Will the NHS Get Carter?
It is rare for a publication like the much heralded Carter report, about a topic which is so sensitive to the NHS; to get such considered praise and so few brickbats. Why is that and will it make any difference anyway?
The Good Bits
At a basic level the Carter report has been heavily trailed for months; the amount of savings being targeted, the benchmarking of variance and the emphasis on workforce are all familiar themes. The NHS needs to be managed carefully and Carter and his team have been very shrewd in minimising the surprises.
Equally much of what Carter has said is not new; we have known for ever that some trusts are more efficient than others and buy smarter.
What is refreshing and makes the report credible is that it does not pretend there is one magic bullet, and that all parts of running the NHS, from administration to estates, to yes procurement, can be done better and more efficiently.
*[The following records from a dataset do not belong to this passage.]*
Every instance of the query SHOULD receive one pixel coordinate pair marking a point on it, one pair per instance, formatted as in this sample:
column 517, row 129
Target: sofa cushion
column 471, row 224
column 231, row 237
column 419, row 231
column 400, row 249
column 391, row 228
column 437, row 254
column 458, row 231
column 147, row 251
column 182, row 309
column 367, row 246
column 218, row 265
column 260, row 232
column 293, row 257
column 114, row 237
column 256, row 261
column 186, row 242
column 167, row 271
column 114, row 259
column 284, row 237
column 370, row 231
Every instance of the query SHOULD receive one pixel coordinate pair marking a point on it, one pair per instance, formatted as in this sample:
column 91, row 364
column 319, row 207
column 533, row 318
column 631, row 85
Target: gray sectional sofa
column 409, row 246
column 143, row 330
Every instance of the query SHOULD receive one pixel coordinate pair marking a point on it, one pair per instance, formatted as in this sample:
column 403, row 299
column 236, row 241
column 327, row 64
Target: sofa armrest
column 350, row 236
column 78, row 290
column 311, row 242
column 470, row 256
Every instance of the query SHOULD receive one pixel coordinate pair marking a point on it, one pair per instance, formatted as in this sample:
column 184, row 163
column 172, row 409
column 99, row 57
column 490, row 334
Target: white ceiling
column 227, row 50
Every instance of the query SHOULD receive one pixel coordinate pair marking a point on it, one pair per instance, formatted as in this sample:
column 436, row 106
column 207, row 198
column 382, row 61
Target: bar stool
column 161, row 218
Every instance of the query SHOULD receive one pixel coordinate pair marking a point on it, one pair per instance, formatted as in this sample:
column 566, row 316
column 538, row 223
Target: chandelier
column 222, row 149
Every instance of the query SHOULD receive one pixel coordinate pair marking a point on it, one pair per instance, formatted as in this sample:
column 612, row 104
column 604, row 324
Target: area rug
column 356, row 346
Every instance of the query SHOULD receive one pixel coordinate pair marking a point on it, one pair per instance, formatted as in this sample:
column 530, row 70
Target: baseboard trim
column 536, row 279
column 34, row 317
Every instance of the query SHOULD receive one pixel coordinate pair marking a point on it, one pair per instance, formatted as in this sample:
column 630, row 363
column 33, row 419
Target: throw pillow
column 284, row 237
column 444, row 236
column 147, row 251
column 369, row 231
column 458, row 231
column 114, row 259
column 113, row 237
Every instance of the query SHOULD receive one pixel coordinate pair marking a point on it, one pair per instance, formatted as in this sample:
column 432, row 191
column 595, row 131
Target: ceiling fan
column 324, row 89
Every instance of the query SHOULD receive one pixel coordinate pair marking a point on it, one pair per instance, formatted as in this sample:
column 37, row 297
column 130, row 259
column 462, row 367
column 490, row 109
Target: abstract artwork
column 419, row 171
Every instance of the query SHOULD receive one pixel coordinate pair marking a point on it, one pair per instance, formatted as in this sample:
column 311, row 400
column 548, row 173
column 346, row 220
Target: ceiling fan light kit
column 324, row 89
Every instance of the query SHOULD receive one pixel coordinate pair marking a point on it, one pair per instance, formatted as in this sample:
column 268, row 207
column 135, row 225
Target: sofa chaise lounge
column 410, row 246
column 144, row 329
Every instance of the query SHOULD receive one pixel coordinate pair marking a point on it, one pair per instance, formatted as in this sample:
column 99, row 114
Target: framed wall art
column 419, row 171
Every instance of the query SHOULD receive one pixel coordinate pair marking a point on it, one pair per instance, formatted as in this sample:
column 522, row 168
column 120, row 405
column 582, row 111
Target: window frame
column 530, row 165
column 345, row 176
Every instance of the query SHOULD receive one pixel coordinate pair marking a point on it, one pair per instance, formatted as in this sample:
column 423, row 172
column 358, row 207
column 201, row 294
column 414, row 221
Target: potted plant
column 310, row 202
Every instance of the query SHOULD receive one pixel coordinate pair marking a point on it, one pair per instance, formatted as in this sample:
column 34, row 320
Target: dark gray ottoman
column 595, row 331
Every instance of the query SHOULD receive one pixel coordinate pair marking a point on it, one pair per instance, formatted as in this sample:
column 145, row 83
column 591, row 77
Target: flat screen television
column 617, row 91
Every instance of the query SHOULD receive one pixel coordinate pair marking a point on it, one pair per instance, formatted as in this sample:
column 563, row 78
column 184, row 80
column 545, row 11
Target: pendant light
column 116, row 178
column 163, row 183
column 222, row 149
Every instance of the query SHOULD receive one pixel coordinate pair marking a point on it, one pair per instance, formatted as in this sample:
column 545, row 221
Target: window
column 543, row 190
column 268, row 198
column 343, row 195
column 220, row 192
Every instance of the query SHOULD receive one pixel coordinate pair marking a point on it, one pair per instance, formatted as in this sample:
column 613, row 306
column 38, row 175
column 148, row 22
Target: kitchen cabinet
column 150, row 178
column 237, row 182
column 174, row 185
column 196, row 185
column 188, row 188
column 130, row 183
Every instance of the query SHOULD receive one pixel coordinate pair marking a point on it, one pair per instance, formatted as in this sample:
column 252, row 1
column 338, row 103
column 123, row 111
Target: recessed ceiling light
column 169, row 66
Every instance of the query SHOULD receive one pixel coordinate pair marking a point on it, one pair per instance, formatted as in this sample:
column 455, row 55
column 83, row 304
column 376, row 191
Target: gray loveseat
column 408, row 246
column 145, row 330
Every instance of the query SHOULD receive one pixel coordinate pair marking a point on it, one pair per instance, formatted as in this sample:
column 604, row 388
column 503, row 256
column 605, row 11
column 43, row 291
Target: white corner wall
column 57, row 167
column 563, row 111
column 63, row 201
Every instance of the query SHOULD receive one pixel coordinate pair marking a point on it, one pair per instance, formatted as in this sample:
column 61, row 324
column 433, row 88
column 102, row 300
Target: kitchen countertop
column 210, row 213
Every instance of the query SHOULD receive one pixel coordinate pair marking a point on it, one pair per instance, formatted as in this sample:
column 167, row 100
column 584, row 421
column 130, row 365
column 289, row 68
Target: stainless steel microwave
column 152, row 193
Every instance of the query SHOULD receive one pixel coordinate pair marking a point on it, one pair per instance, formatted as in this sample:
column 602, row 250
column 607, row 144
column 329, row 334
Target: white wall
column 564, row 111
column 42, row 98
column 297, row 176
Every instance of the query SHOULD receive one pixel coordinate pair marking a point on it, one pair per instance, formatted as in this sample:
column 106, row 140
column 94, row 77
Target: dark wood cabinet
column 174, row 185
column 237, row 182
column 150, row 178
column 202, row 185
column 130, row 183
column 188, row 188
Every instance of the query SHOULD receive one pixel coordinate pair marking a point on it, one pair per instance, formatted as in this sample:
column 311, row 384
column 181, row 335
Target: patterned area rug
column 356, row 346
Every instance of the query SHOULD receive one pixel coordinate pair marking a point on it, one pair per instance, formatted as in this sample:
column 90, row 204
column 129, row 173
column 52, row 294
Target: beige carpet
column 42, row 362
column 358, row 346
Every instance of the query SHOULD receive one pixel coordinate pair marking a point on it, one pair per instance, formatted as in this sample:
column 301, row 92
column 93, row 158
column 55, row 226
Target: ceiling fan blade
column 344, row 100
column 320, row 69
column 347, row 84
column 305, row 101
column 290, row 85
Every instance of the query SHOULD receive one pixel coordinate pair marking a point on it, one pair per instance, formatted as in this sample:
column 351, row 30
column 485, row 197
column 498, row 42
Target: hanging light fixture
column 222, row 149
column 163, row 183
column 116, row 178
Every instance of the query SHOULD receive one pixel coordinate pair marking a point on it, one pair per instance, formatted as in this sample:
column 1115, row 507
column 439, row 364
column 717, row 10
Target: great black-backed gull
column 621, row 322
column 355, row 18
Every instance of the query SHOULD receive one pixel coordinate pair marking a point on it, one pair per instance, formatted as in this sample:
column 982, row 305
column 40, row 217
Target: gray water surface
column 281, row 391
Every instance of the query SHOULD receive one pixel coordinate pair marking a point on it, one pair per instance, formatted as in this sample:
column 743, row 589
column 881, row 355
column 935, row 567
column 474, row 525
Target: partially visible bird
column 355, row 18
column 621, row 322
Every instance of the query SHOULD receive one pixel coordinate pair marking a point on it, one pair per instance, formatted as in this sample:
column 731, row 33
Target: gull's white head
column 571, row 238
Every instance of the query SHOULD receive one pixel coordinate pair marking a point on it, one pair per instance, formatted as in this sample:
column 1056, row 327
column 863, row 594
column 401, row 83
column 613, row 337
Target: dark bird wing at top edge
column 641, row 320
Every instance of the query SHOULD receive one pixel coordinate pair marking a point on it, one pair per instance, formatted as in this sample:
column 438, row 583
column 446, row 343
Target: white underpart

There is no simple cut management mantra. That instinctively feels right and realistic.
What also gives the report authenticity is a focus on staff, the biggest cost. This is not a "cut cut cut" message (that would be impossible post-Francis inquiry report anyway), but rather a plea and demand for intelligent recruitment, development engagement and retention of what is the biggest asset of the NHS as well.
Is it Enough?
So far so good – but and there is a big but – is it enough? Well to answer the question in a different way, it is probably as much as can be expected to be saved at a time of inexorable growth in demand. Delivering the kind of change that the Five Year Forward View (FYFV) calls for will take time, and it cannot be delivered without keeping the "business as usual service" on track. This has been one of the big lessons of the last half of this financial year – providers and indeed health economies have to be kept in some sort of financial balance at the same time as the change occurs.
For me however, the starkest truth is that while Carter shows what can and needs to be done in terms of savings, Carter also points to the hard truth that we will not deliver the balance (majority) of savings the NHS needs to deliver for the FYFV, unless NHS services change radically, work in a more integrated way and that above all the NHS will not be sustainable until health and social care together are sustainable. However cogent and credible Carter is – and he is – his remedies will not solve all the ills of the NHS.